The group is composed of the Iglesia Filipina Independiente, Promotion of Church People’s Response and the United Church of Christ in the Philippines.
Sulayao said the National Power Corp. (Napocor) and other government agencies should have acted swiftly and decisively before the spill worsened.
“We could not stop ‘Yolanda’ and the collision of the barge. But the oil spill could have been contained and its effect on the residents minimized,” he said.
At least 446 families, or 1,892 persons, have been evacuated from Barangay (village) Botongon in Estancia since Nov. 23 due to an oil spill that has contaminated the village and five others in the neighboring town of Batad.
The evacuees are now staying in classrooms and tents at Northern Iloilo Polytechnic College-West Campus about 2 kilometers from the oil-spill site.
Health officials had recommended the evacuation of at least 5,000 persons exposed to health risks from oil fumes that carry the toxic substance benzene.
The evacuation, however, has been delayed by the lack of shelters as schools and other structures had already been used for survivors of Yolanda.

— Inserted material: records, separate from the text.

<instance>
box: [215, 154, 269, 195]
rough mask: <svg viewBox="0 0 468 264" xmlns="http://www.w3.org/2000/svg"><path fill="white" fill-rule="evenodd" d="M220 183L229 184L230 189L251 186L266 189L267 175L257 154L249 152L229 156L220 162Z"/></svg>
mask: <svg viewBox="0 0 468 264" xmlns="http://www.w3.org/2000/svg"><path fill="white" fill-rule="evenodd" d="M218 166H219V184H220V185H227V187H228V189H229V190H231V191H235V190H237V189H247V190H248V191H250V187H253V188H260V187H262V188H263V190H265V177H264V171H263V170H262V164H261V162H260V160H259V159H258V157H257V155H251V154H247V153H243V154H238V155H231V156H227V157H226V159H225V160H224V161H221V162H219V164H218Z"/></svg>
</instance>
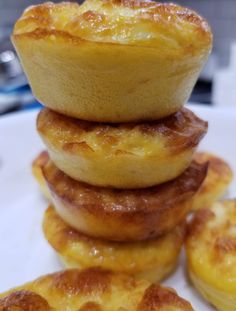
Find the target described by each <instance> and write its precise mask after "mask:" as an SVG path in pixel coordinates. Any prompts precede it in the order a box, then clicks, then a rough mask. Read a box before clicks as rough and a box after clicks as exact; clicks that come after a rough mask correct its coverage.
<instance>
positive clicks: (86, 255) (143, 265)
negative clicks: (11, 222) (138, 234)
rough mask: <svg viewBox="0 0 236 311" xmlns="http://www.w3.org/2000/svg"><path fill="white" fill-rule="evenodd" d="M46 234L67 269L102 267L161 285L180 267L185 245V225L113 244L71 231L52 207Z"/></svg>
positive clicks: (83, 268)
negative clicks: (123, 273)
mask: <svg viewBox="0 0 236 311" xmlns="http://www.w3.org/2000/svg"><path fill="white" fill-rule="evenodd" d="M43 231H44V235H45V238H46V239H47V241H48V242H49V244H50V245H51V246H52V247H53V248H54V249H55V251H56V252H57V254H58V255H59V256H60V258H61V260H62V262H63V263H64V264H65V266H66V267H67V268H79V269H85V268H91V267H99V268H102V269H109V270H112V271H115V272H123V273H127V274H130V275H133V276H135V277H136V278H138V279H146V280H149V281H151V282H159V281H161V280H163V279H164V278H166V277H167V276H168V275H169V274H170V273H171V272H173V270H174V269H175V267H176V264H177V261H178V257H179V253H180V250H181V247H182V245H183V242H184V237H185V223H184V224H181V225H179V226H177V227H176V228H174V229H173V230H172V231H171V232H169V233H167V234H166V235H164V236H162V237H159V238H155V239H151V240H148V241H141V242H140V241H139V242H126V243H125V242H123V243H121V242H109V241H106V240H100V239H96V238H91V237H88V236H86V235H84V234H82V233H80V232H79V231H77V230H75V229H73V228H71V227H70V226H69V225H68V224H67V223H65V222H64V221H63V220H62V219H61V218H60V216H59V215H58V214H57V213H56V211H55V209H54V208H53V207H52V206H51V207H49V208H48V209H47V211H46V212H45V215H44V221H43Z"/></svg>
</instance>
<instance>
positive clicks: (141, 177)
mask: <svg viewBox="0 0 236 311" xmlns="http://www.w3.org/2000/svg"><path fill="white" fill-rule="evenodd" d="M37 129H38V133H39V134H40V136H41V137H42V139H43V141H44V143H45V144H46V146H47V148H48V152H49V155H50V158H51V159H52V161H53V162H54V163H55V165H56V166H57V167H58V168H59V169H60V170H62V171H63V172H64V173H65V174H67V175H68V176H70V177H71V178H73V179H75V180H78V181H82V182H86V183H88V184H91V185H95V186H101V187H112V188H123V189H132V188H145V187H150V186H153V185H157V184H161V183H163V182H166V181H169V180H171V179H174V178H176V177H177V176H179V175H180V174H181V173H183V171H184V170H185V169H186V168H187V167H188V166H189V165H190V163H191V160H192V156H193V153H194V151H195V149H196V146H197V145H198V143H199V142H200V140H201V139H202V137H203V136H204V135H205V133H206V131H207V122H204V121H202V120H201V119H199V118H198V117H196V116H195V115H194V114H193V113H192V112H191V111H190V110H188V109H186V108H183V109H182V110H180V111H179V112H177V113H176V114H174V115H172V116H170V117H167V118H165V119H163V120H160V121H156V122H154V121H153V122H146V123H125V124H124V123H123V124H115V125H114V124H101V123H99V124H97V123H94V122H87V121H82V120H77V119H74V118H70V117H66V116H63V115H61V114H58V113H56V112H54V111H52V110H50V109H43V110H42V111H41V112H40V113H39V115H38V119H37Z"/></svg>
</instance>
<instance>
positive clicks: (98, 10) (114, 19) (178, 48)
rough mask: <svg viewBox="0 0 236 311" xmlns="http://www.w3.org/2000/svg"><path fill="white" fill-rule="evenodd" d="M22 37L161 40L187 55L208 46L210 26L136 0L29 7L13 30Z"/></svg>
mask: <svg viewBox="0 0 236 311" xmlns="http://www.w3.org/2000/svg"><path fill="white" fill-rule="evenodd" d="M22 35H23V36H30V37H31V38H32V37H34V38H35V39H40V38H42V37H49V38H50V36H55V37H57V36H58V37H60V36H62V37H64V38H65V39H68V38H69V39H70V40H73V41H75V42H76V40H80V41H81V39H82V40H83V39H84V40H89V41H97V42H111V43H120V44H130V45H135V44H137V45H148V46H154V47H155V46H156V45H160V43H162V46H163V48H165V47H166V48H167V47H168V48H169V50H168V51H167V52H168V53H171V50H181V49H184V50H185V53H189V54H192V53H194V52H196V50H200V51H201V50H202V49H206V46H208V48H209V46H210V45H211V41H212V35H211V30H210V27H209V25H208V24H207V22H206V20H205V19H203V18H202V17H200V16H199V15H198V14H197V13H196V12H194V11H192V10H190V9H187V8H183V7H181V6H178V5H175V4H170V3H156V2H153V1H136V0H121V1H113V0H111V1H97V0H90V1H88V0H87V1H85V2H84V3H83V4H82V5H81V6H79V5H78V4H75V3H65V2H64V3H60V4H53V3H51V2H47V3H44V4H40V5H37V6H31V7H29V8H28V9H27V10H26V11H25V12H24V13H23V15H22V16H21V18H20V19H19V20H18V21H17V23H16V25H15V28H14V36H15V37H17V36H22ZM196 41H197V43H196ZM170 47H172V49H171V48H170Z"/></svg>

The oil is leaking from the Napocor’s Power Barge 103 which winds of up to 300 kph detached from its moorings and slammed into the village’s rocky shores.
The Coast Guard estimated that at least 200,000 liters of bunker fuel had spilled but an initial report of the United Nations Disaster Assessment and Coordination Team placed the volume at 600,000 liters.
The 35-megawatt barge has a fuel storage capacity of 1.4 million liters.
Napocor president Ma. Gladys Cruz-Sta. Rita said the government corporation is taking “full responsibility.”
“There was immediate action but it was insufficient because we were hampered by the communication breakdown,” Sta. Rita told the Inquirer.
Communication lines collapsed in Estancia, about 130 km northeast of Iloilo City, and other northern Iloilo towns when Yolanda struck.
Sta. Rita said action had been delayed also by a false report that the oil spill has been contained.
The Power Sector Assets and Liabilities Management Corp. (Psalm) has contracted the Kuan Yu Global Technologies Inc. to siphon off the remaining oil from the tanker and to refloat the barge and tow it away. The work would cost P87 million.
Cleanup efforts started on Nov. 8, the day Yolanda struck, with residents hired to do the work manually removing oil from the shore and other better equipped workers using machines.
The Napocor turned over a total of P2 million from Psalm to victims of the oil spill. Psalm will also donate mats, pillows and blankets to the evacuees.
Kuan Yu gave assurances that most of the oil would be removed by the end of the week while the coastal cleanup would be finished in three months. The barge would also be towed away by Dec. 6, according to Kuan Yu.